Le ministre a insisté sur le fait que le gouvernement est disposé à tout mettre en oeuvre pour résoudre les questions encore en suspens et arriver à une “win-win situation” pour les deux pays. Il a rappelé que le traité a été mutuellement bénéfique pendant près de trente ans.
« Je suis confiant. Je pense que nous aurions pu arriver à un accord pour assurer la prédictabilité de l’accord », a dit M. Duval.
« Le traité de non double imposition a été conclu il y a 30 ans et a été bénéfique aussi bien pour l’Inde que pour Maurice et nous voulons que cela continue vu les bénéfices qui en découlent », a-t-il dit.
Le traité a été conclu en 1982, alors qu’Indira Gandhi était Premier ministre, et faisait partie des mesures prises par les deux pays pour consolider le flot d’investissement à Maurice et à partir de Maurice.

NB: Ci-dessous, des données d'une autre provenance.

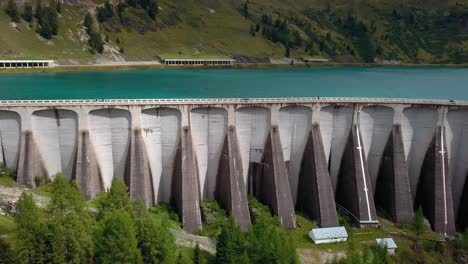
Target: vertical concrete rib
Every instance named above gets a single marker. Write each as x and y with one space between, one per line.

Le traité a aidé à canaliser un flot important d’investissements en Inde à travers Maurice. Au fil des années, l’Inde a évoqué son appréhension concernant un risque que le traité puisse être mal utilisé. Un groupe de travail conjoint a été institué entre l’Inde et Maurice. Interrogé sur l’avancement des discussions, le ministre des Finances a affirmé : « It will be difficult to comment on specific matters being dealt with in our negotiations. But I understand from the officials engaged in the discussions that there is a greater understanding of the issues on each side and that progress is being made. We are hopeful that we can come to an agreement in the near future ». Maurice, dit-il, a pris une série de mesures pour empêcher la mauvaise utilisation du traité dont le round tripping.
Le ministre mauricien rappelle que les auditeurs indiens sont en mesure de vérifier les comptes des compagnies et qu’une série de mesures de protection a été prise. Il a finalement conclu qu’en ligne avec les normes internationales, des conditions très sévères sont attachées aux permis d’opération. « In line with international standards, stringent licensing conditions have already been introduced to ensure that Indian-sourced funds are not re-invested in India through Mauritius, while we have also agreed with India to extend our assistance in the collection of taxes here », a dit Xavier-Luc Duval.